Daily Sepsis Research Analysis

01/20/2026
3 papers selected
34 analyzed

Analyzed 34 papers and selected 3 impactful papers.

Summary

Three high-impact studies advanced sepsis science across mechanisms, outcomes, and early hemodynamic stratification. A mechanistic study identified an oxylipin-dependent quorum sensing pathway in burn-associated Pseudomonas aeruginosa driving dissemination and mortality, with an enzyme inhibitor (AB012) and OdsA immunization improving survival in mice. A systematic review/meta-analysis quantified 11% long-term mortality after pediatric sepsis, and a machine-learning study validated vital sign–lactate clusters that predict vasopressor use and 28-day mortality across two large cohorts.

Research Themes

  • Pathogen virulence mechanisms and anti-virulence therapeutics in burn sepsis
  • Long-term outcomes and post-discharge risk after pediatric sepsis
  • AI-driven early hemodynamic stratification for vasopressor decision-making

Selected Articles

1. The Oxylipin Dependent Quorum Sensing System enhances Pseudomonas aeruginosa dissemination during burn-associated infection.

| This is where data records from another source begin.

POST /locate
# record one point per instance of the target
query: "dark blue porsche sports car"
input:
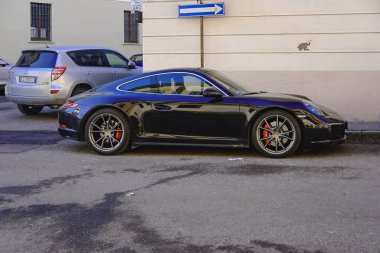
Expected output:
(195, 107)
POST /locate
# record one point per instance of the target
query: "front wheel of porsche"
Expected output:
(276, 134)
(107, 132)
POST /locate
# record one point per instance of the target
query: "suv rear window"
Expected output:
(37, 59)
(93, 58)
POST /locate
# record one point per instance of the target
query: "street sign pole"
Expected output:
(202, 43)
(200, 10)
(202, 38)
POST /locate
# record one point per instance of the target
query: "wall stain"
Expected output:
(304, 46)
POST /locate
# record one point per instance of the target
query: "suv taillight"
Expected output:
(57, 73)
(10, 70)
(69, 104)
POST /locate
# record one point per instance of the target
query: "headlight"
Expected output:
(314, 108)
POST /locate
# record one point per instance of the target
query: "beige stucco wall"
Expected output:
(257, 42)
(74, 22)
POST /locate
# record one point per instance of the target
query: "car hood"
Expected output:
(280, 97)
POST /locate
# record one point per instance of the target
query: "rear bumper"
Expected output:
(35, 100)
(35, 94)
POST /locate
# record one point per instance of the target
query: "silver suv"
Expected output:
(4, 76)
(48, 76)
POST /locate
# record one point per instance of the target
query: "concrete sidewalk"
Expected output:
(363, 132)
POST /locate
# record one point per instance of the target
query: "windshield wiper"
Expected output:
(255, 92)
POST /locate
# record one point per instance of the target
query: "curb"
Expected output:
(363, 136)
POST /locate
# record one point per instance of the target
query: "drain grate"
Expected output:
(29, 137)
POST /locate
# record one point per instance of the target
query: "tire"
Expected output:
(107, 132)
(78, 90)
(276, 134)
(29, 109)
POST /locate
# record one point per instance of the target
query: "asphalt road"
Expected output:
(58, 196)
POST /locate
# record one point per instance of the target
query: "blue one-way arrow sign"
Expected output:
(197, 10)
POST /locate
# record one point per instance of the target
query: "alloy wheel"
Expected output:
(276, 134)
(106, 132)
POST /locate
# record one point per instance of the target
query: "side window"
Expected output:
(90, 58)
(184, 84)
(147, 84)
(115, 60)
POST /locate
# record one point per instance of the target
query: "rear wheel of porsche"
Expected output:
(107, 132)
(276, 134)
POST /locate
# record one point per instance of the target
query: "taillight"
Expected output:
(57, 73)
(69, 104)
(9, 71)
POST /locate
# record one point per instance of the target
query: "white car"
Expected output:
(4, 73)
(48, 76)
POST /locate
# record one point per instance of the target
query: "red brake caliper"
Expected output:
(266, 133)
(118, 134)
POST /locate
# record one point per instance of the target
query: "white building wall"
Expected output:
(74, 22)
(257, 43)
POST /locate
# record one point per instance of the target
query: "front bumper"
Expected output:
(333, 133)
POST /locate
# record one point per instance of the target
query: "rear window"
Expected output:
(37, 59)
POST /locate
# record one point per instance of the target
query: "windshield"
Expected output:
(227, 83)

81.5Level VBasic/Mechanistic study
PLoS pathogens · 2026PMID: 41557731

In burn models, host-derived oleic acid is converted by P. aeruginosa into oxylipin autoinducers that activate an ODS regulon, driving tissue invasion and systemic dissemination. ODS-deficient mutants were attenuated, and both OdsA immunization and a small-molecule OdsA inhibitor (AB012) reduced dissemination and improved survival without impairing bacterial growth.

Impact: This study reveals a host–pathogen lipid signaling axis driving hypervirulence and provides a druggable enzyme (OdsA) with both vaccine and small-molecule avenues, positioning anti-virulence strategies to prevent sepsis in burn patients.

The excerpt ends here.